Sales to Distributors and Resellers – We utilize distributors and
resellers to sell many of our Document Technology products to
end-user customers. Sales to distributors and resellers are generally
recognized as revenue when products are sold to such distributors and
resellers. Distributors and resellers participate in various rebate, price-
protection, cooperative marketing and other programs, and we record
provisions and allowances for these programs as a reduction to revenue
when the sales occur. Similarly, we also record estimates for sales
returns and other discounts and allowances when the sales occur. We
consider various factors, including a review of specific transactions and
programs, historical experience and market and economic conditions
when calculating these provisions and allowances. Approximately 10%
of our revenues include sales to distributors and resellers, and provisions
and allowances recorded on these sales are approximately 20% of the
associated gross revenues.
Revenue Recognition for Services – Percentage-of-Completion
A portion of our Services revenue is recognized using the percentage-
of-completion (“POC”) accounting method. This method requires the
use of estimates and judgment. Approximately 3% of our Services
revenue uses the POC accounting method. Although not significant to
total Services revenue, the percentage-of-completion methodology is
normally applied to certain of our larger and longer term outsourcing
contracts involving system development and implementation services.

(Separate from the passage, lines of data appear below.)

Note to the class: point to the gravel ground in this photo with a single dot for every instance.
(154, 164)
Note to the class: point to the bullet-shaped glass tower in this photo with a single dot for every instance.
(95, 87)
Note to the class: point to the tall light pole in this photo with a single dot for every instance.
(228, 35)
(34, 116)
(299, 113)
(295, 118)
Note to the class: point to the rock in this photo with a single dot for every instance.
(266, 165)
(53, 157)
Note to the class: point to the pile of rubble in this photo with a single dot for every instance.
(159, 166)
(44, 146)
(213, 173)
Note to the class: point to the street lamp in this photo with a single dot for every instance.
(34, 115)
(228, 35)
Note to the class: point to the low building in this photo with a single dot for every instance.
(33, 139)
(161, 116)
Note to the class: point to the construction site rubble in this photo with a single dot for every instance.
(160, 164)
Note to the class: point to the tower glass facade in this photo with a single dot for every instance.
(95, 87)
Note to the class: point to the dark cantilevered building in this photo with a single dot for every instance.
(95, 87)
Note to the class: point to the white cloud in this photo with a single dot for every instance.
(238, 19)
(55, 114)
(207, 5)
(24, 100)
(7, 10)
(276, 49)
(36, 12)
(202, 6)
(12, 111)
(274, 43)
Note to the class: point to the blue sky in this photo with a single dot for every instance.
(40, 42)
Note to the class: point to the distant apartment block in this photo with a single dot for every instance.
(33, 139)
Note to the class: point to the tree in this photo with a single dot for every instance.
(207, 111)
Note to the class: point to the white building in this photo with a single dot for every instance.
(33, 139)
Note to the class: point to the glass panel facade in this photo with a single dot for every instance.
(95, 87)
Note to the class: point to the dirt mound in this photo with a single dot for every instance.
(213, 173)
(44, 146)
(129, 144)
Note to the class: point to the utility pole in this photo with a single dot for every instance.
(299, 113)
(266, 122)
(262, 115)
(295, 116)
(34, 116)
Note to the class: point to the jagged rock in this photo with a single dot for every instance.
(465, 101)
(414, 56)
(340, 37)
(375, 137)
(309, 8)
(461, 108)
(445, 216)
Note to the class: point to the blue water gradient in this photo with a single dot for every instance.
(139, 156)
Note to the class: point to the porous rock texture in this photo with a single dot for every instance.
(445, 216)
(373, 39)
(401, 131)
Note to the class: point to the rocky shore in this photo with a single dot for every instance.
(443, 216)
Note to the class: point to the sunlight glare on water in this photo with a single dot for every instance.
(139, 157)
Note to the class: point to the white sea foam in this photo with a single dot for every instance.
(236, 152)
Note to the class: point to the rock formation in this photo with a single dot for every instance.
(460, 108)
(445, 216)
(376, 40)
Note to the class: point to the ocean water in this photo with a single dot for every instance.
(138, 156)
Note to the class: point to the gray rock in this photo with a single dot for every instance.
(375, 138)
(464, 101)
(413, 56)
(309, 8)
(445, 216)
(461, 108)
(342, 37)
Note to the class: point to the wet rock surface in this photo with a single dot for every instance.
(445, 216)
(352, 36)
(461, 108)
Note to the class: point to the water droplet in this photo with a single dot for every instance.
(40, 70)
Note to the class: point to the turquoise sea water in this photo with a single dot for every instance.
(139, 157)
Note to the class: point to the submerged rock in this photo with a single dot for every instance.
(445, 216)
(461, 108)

The POC accounting methodology involves recognizing probable
and reasonably estimable revenue using the percentage of services
completed based on a current cumulative cost to estimated total cost
basis and a reasonably consistent profit margin over the period. Due to
the long-term nature of these arrangements, developing the estimates
of cost often requires significant judgment. Factors that must be
considered in estimating the progress of work completed and ultimate
cost of the projects include, but are not limited to, the availability of
labor and labor productivity, the nature and complexity of the work
to be performed and the impact of delayed performance. If changes
occur in delivery, productivity or other factors used in developing
the estimates of costs or revenues, we revise our cost and revenue
estimates, which may result in increases or decreases in revenues and
costs. Such revisions are reflected in income in the period in which the
facts that give rise to that revision become known. We perform ongoing
profitability analysis of our POC services contracts in order to determine
whether the latest estimates require updating. Key factors reviewed by
the company to estimate the future costs to complete each contract
are future labor costs, future product costs and expected productivity
efficiencies. If at any time these estimates indicate the POC contract
will be unprofitable, the entire estimated loss for the remainder of the
contract is recorded immediately in cost of services.